People With Cystic Fibrosis are NOT Expendable

Are we living in a world that is not adequately valuing our lives? We might be. Within the context of triaging care, our society is discovering that some of the very worst policies imaginable are still on the books.

“Policies and guidelines in five states — Alaska, Florida, Oklahoma, Vermont and Wisconsin — specify that patients with cystic fibrosis, a genetic lung disease that affects about 30,000 people in the U.S., should not be considered for a ventilator.”

Genetic discrimination is alive and well in this country.

It’s also not exclusive to the United States.
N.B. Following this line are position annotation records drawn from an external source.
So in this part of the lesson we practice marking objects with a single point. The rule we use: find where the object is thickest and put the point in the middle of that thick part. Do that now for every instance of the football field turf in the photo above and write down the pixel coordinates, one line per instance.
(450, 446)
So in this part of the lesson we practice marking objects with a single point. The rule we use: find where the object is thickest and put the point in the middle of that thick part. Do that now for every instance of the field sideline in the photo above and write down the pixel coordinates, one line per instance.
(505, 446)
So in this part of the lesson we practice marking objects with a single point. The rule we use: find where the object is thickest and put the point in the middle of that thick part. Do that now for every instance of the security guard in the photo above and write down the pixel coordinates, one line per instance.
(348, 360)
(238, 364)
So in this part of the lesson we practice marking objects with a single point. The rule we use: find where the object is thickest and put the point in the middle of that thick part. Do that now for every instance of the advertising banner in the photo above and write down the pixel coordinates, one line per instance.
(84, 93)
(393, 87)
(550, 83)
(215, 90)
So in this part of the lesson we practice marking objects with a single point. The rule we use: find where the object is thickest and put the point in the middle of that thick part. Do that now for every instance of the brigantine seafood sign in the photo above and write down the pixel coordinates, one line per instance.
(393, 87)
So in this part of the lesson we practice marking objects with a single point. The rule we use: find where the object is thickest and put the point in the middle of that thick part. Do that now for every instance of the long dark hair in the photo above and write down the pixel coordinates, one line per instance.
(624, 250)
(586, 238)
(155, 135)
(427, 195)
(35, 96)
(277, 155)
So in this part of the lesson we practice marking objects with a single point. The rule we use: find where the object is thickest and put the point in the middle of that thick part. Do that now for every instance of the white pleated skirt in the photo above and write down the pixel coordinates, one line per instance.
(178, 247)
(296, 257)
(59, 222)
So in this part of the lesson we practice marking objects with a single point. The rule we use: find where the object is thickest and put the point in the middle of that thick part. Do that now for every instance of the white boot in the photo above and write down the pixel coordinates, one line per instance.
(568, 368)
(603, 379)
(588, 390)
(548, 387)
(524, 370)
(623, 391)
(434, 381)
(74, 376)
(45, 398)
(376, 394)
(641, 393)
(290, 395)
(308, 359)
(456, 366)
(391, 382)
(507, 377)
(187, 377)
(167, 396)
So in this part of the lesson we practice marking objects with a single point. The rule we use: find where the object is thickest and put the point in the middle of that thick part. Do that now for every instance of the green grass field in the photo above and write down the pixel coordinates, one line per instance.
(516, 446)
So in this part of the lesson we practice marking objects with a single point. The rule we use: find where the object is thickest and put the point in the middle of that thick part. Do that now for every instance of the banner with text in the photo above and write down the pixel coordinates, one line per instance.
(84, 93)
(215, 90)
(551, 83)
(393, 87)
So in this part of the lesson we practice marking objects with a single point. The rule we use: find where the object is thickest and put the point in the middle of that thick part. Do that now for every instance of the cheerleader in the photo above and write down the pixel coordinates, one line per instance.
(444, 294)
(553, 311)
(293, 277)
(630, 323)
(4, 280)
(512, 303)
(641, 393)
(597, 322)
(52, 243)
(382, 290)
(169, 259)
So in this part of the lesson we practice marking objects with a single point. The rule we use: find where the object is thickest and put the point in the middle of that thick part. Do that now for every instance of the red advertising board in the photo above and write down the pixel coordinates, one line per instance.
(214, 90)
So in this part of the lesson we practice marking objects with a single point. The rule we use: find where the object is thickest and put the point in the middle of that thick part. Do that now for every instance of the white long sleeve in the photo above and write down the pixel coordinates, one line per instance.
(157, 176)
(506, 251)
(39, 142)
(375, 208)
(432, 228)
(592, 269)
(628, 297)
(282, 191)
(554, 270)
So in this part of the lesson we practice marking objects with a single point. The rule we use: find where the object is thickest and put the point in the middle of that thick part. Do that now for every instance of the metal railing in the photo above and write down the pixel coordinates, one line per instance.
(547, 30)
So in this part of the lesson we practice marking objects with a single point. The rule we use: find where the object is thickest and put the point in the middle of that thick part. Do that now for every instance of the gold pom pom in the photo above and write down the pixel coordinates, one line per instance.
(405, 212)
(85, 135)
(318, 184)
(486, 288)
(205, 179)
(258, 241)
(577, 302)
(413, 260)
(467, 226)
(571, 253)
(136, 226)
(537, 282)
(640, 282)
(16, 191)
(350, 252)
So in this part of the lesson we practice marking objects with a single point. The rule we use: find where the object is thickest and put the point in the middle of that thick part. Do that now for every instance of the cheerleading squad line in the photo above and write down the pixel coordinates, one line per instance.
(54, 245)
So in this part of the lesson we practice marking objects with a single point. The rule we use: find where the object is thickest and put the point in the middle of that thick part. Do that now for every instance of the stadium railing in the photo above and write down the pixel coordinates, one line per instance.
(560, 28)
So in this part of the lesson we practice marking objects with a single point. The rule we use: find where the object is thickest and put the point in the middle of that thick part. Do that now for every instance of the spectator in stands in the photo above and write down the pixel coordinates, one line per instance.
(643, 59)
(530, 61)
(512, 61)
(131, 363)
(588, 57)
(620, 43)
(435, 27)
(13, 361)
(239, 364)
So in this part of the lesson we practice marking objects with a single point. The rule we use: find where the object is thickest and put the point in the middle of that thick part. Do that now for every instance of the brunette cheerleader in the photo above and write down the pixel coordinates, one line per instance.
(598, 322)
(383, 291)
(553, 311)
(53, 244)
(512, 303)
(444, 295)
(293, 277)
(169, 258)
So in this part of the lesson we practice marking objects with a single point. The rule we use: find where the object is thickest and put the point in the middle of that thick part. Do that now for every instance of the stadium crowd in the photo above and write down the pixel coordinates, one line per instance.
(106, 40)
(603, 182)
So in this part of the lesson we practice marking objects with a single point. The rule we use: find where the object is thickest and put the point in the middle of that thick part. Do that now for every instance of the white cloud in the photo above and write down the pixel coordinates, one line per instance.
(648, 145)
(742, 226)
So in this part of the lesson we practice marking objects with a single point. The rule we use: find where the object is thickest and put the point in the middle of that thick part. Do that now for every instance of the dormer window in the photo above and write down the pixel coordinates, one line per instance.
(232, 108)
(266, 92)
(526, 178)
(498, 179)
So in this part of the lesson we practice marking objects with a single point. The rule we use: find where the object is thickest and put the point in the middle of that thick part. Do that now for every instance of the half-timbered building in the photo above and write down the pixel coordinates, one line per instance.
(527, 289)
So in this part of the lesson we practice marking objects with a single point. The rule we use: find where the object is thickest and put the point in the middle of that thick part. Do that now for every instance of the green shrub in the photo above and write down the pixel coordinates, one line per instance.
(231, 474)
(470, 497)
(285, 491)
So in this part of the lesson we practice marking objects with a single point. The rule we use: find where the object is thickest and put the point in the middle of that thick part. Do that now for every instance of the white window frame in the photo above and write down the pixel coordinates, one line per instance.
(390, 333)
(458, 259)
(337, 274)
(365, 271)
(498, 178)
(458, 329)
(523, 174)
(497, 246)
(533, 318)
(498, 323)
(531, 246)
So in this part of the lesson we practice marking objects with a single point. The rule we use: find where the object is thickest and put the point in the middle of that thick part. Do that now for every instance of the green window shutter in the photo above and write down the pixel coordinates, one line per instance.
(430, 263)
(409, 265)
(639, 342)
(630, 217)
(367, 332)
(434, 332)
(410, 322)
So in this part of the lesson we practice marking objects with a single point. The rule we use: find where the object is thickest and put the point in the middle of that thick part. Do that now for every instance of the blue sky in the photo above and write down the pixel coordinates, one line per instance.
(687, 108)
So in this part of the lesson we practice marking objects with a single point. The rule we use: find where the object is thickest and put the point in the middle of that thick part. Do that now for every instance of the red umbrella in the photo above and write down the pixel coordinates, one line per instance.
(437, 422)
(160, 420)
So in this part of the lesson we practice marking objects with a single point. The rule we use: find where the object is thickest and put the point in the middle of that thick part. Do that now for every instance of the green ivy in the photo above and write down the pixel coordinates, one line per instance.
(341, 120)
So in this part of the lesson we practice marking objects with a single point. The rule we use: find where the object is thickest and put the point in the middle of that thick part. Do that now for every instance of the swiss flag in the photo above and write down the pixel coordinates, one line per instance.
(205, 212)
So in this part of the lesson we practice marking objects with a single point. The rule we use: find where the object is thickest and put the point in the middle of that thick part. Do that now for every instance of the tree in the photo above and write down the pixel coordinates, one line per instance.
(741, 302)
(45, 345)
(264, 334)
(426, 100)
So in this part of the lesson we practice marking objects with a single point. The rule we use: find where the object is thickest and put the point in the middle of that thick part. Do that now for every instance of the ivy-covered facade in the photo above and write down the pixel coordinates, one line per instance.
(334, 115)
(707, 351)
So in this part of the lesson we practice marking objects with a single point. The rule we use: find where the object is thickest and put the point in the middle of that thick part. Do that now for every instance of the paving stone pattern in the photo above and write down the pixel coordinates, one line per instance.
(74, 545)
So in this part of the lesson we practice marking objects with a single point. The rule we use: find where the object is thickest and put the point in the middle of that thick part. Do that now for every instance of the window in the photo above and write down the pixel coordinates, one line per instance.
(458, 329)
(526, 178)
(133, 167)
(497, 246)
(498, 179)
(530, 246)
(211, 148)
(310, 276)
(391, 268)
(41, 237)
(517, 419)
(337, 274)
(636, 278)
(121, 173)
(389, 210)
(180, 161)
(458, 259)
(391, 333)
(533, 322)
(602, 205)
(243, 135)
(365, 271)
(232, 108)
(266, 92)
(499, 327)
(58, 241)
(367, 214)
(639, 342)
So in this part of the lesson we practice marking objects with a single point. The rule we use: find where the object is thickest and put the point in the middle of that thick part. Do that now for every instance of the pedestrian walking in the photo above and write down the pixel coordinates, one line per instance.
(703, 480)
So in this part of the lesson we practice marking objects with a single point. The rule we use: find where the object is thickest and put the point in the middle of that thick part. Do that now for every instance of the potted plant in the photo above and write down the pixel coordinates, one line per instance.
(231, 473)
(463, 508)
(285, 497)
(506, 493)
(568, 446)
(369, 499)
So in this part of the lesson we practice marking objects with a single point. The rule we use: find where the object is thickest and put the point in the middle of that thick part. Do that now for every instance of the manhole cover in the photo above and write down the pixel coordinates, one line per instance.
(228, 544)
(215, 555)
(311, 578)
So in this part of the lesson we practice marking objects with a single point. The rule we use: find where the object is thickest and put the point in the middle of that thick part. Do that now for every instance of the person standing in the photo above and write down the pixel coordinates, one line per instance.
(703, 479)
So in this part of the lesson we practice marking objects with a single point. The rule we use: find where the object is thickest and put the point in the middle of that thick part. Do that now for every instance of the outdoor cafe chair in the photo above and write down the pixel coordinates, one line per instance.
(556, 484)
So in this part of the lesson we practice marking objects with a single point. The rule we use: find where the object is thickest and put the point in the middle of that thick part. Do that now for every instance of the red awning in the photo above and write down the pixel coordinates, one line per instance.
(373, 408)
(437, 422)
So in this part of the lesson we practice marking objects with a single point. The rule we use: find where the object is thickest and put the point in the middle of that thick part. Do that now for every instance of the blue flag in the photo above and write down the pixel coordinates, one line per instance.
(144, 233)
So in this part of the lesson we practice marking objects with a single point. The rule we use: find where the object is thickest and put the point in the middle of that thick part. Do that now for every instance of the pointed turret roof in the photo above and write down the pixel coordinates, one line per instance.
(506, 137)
It was reported that in the United Kingdom, “A [general practitioner] sent people with ‘significant life-limiting illnesses’ a letter saying they would “like to complete a DNACPR (do not attempt CPR) form” for them.” In other words, high-risk patients and families were being asked to sign what we call in the US a “DNR.”

The office that sent this letter likely did so because the National Institute for Health and Care Excellence (NICE), the English government’s arbiter on all things health related, had issued guidance in the middle of March to the nation’s doctors to inform triage decisions based partly on some patients’ underlying health via a rudimentary fitness evaluation called the “clinical frailty scale” (CFS). NICE suggests that if some patients score at or beyond the mid point, mildly frail, “there is uncertainty regarding the likely benefit of critical care organ support.” Physicians should further “take into account the impact of underlying pathologies, comorbidities and severity of acute illness on the likelihood of critical care treatment achieving the desired outcome.”

Thankfully NICE quickly back peddled after disability activists pushed back. It has since rewritten some of the guidelines. NICE now admits using CFS is not appropriate in all cases.

Triaging cystic fibrosis patients away from care has been one of my primary fears since the beginning of the coronavirus pandemic. I am confident in my ability (and yours!) to stay safe from coronavirus disease. After all… we are CF patients and family members. We KNOW HOW to stay safe in the world of infectious disease.

My fear lies in the possibility that we are denied the chance to survive severe illness in a setting where resources are scarce – whether it’s from COVID-19 itself or in a scenario where we need care for a classic CF complication.

It’s for that reason I have tried to stand up to this nonsense. I wrote an op-ed calling for representation in this crucial issue.

“It is essential that hospital and government policymakers include people living with life-altering health conditions and disabilities at the decision-making table. Our voices cannot be left out of the discussion that yields the triage and rationing guidance handed to front-line physicians – the people who must implement these unimaginable choices.”

I also brought my message to the airwaves last week to levy support for our nation’s disability advocates in calling for equality in triage decisions.

It seems as though Alaska, Florida, Oklahoma, Vermont and Wisconsin stand ready to deny us that opportunity.

It’s important to recognize that frontline care providers do not establish these guidelines; rather they are in most cases handed down to them by government officials, or in some cases unelected hospital administrators or the curious profession known as bioethics. If you want to know what some leading bioethicists think about this, look no further than the New England Journal of Medicine or the New York Times. In the former, they conclude it is “justifiable” to remove a patient from a ventilator or ICU bed for the benefit of another patient. In the latter, they say, “Rather than spending eight hours caring for one extremely ill person with a bad prognosis, a doctor will contribute more spending one hour each on eight patients who can survive.”

This ableist garbage is what keeps me up at night. How can “experts” who have never lived through such a situation deem themselves informed enough to make these choices?

Bioethics begins and ends where decision-making and clinical recommendation usurps patient choice and the FUNDEMENTAL RIGHT TO SURVIVE.

I can’t believe I am writing this blog, but here we are. Be damn loud and demand that your state governments, local hospital administrations, and bioethicists do not push you to the side in a moment of crisis.